È tramontato finanche il mito dei genitori che vogliono il figlio laureato.

Negli ultimi anni, come evidenziato a più riprese dai dati statistici, la laurea ha perso di valore, e in genere, non avvantaggia i giovani a trovare lavoro rispetto a chi non è laureato. Ci dicono che il mercato del lavoro sia cambiato; si ricercano - viene detto - figure nuove in un'epoca in rapida trasformazione e via via sempre più digitalizzata. 

Bisogna dar ragione a queste voci: è un dato insindacabile che il lavoro sia mutato radicalmente rispetto a venti o trent’anni fa.

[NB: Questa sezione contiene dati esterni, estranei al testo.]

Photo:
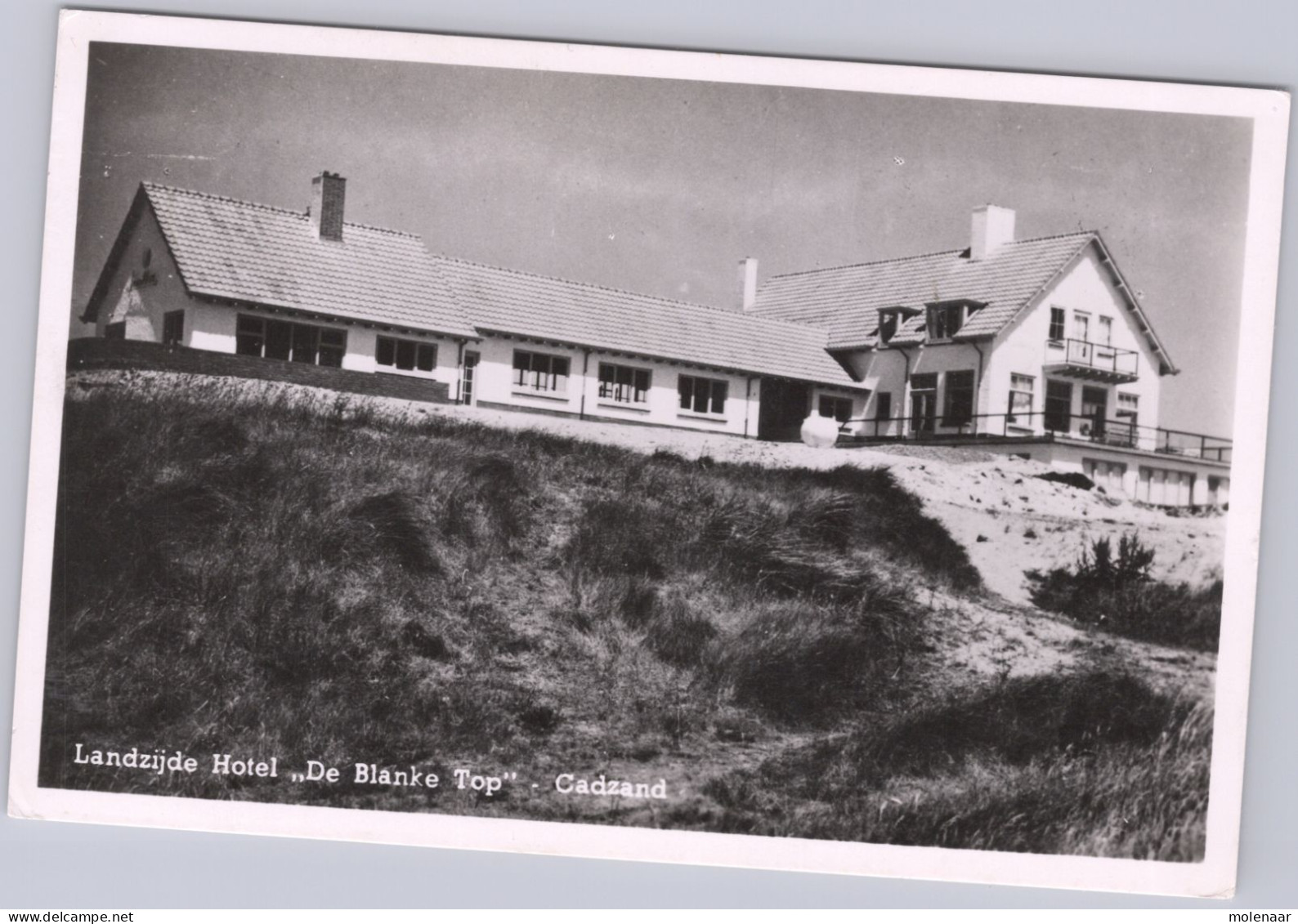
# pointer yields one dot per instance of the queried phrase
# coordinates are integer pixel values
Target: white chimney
(748, 282)
(993, 226)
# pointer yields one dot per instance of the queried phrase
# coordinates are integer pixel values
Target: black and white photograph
(648, 454)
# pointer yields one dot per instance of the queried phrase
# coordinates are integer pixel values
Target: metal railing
(1041, 425)
(1092, 356)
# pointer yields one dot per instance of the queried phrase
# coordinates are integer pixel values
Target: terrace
(1044, 427)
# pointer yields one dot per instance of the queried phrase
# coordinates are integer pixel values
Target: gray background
(46, 864)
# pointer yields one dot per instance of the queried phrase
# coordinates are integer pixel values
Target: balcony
(1092, 362)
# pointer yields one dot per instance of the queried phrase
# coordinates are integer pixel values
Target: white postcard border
(1212, 877)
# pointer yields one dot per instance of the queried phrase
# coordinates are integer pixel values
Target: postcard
(647, 454)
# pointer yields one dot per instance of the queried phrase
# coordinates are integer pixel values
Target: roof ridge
(638, 295)
(280, 209)
(923, 256)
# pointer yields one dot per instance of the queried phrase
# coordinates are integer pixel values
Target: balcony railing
(1121, 434)
(1088, 359)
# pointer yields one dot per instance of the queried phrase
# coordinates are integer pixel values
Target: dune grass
(251, 570)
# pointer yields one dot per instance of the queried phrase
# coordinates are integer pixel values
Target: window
(1081, 326)
(540, 372)
(923, 403)
(960, 399)
(1108, 475)
(1059, 405)
(1055, 324)
(405, 355)
(889, 319)
(702, 396)
(172, 328)
(1106, 331)
(624, 384)
(287, 340)
(944, 321)
(838, 408)
(333, 346)
(1022, 388)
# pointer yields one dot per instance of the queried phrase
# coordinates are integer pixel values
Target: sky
(664, 185)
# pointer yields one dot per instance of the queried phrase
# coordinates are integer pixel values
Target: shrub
(1117, 593)
(805, 665)
(1096, 763)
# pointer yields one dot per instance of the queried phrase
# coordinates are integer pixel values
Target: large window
(702, 396)
(1022, 387)
(624, 384)
(1055, 324)
(835, 406)
(960, 399)
(923, 403)
(405, 355)
(540, 372)
(289, 340)
(172, 328)
(1127, 427)
(1059, 405)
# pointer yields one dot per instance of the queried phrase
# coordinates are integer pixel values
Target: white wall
(141, 296)
(495, 384)
(211, 326)
(1022, 348)
(884, 370)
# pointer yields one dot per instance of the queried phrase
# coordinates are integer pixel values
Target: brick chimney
(993, 226)
(329, 192)
(748, 283)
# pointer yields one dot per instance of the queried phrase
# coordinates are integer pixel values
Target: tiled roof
(226, 248)
(582, 315)
(845, 300)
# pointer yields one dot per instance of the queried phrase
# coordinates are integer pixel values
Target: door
(1059, 416)
(923, 403)
(783, 406)
(470, 374)
(1094, 408)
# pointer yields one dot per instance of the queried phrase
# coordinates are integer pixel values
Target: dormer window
(891, 321)
(947, 318)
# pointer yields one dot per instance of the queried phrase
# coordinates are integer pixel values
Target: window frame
(305, 344)
(838, 403)
(962, 416)
(1059, 330)
(1031, 391)
(540, 377)
(715, 409)
(1081, 324)
(614, 390)
(938, 326)
(391, 348)
(170, 319)
(883, 405)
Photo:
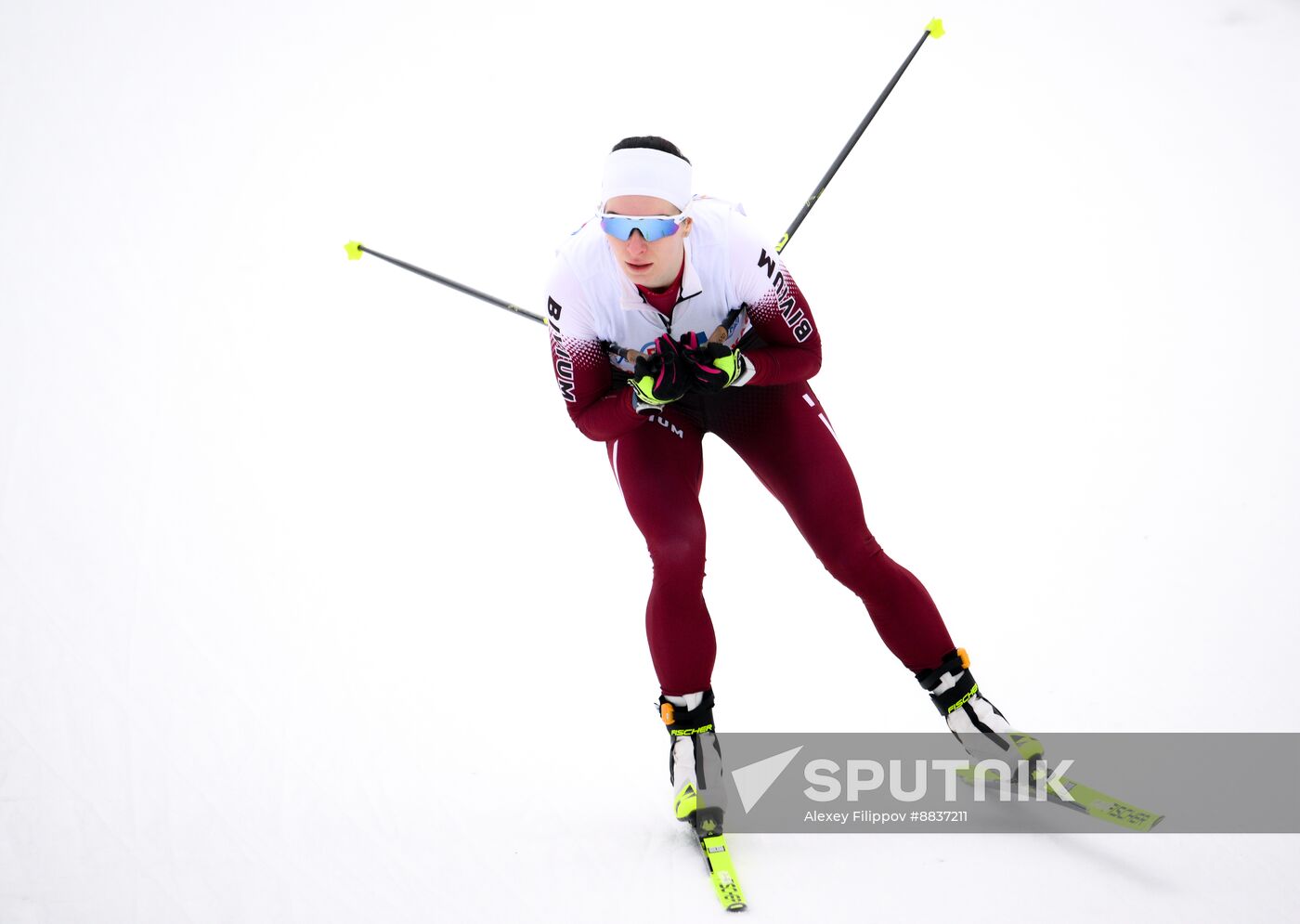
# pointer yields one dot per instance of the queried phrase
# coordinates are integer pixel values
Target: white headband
(645, 172)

Grazie, soprattutto, allo smantellamento dello statuto dei lavoratori operato dai governi di centrosinistra (chissà perché gli operai non la votano più?), che dalla fine degli anni ’90 (vedi la tanto decantata legge Treu che ha spalancato le porte alla precarizzazione selvaggia), fino alla ciliegina sulla torta raggiunta con il Job’s Act di Matteo Renzi (che dirlo in inglese fa più figo, e fa passare la schiavitù come qualcosa di ganzo!) e l’abolizione dell’articolo 18. Già, quell’assurdo articolo che dichiarava che non si può licenziare un lavoratore senza una giusta motivazione.

Follia! E la flessibilità dove la metti?

E quindi, ragazzi, accontentatevi di avere uno straccio di lavoro! Magari sottopagato, senza un regolare contratto e sfruttati ai livelli degli schiavi che lavoravano nei campi di cotone.

Ma avete un lavoro, non vi ritenete fortunati? La pretesa di avere qualche diritto sociale ha rotto, ha perso appeal. E’ una cosa vecchia, superata; da nostalgici komunisti. 

I boomer, sui social, ci ripetono continuamente che non abbiamo voglia di fare niente, che ci lamentiamo e basta e pretendiamo solo diritti (Io ho iniziato a lavorare a 11 anni nelle miniere di carbone… ai miei tempi ci si sacrificava).

Viva le skills! Viva la flexibility! Viva il futuro sempre più incerto!

Perciò sticaxxi di tutto. Ora iniziate l’università sereni, fate ciò che vi piace.